I posted on here a lot last year about my messy split from XP. It was preceded by a turbulent year involving a spell of deep depression on his part followed by a high. "Bipolar" was bandied around at the time, but never investigated. I spent six months half-furious with him (he went out with a bang, sleeping with three different women in a matter of weeks) and half-trying to persuade him to wake up and see that something was wrong and that he had a family and a lovely life worth sorting himself out for.
He was having none of it. So I focused on me, had some therapy, and have more recently been able to feel forgiving towards him and even become good friends again.
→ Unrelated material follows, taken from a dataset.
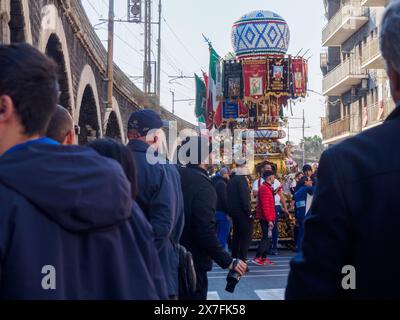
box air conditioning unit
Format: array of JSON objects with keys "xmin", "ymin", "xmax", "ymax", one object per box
[{"xmin": 360, "ymin": 79, "xmax": 369, "ymax": 91}]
XP is much more his sensitive, lovable old self at the moment - not "high". He has been over this morning, telling me tearfully that he wants his life with me and DS back and is prepared to do all he can to make that happen.
In my heart, I'm sold: I love(d) "old" XP and that life too. When we get along, we get along brilliantly. XP can be tender, caring, thoughtful, a great listener, gentle, warm, blah, blah. BUT my head is reminding me that he did some incredibly hurtful and out-of-character stuff last year, I don't know that it won't happen again (this is obviously on the agenda to be discussed), and it's tough being sat in the fall-out of XP's extreme moods, especially his highs.
I have suggested we take things very slowly: he stays in his flat, we get some outside help and work through a relationship rebuilding programme, and see where it takes us. For me, it is not an option to put DS through the hell of it all going wrong again, so I'm thinking very baby steps. Is it worth it? If it is, any advice?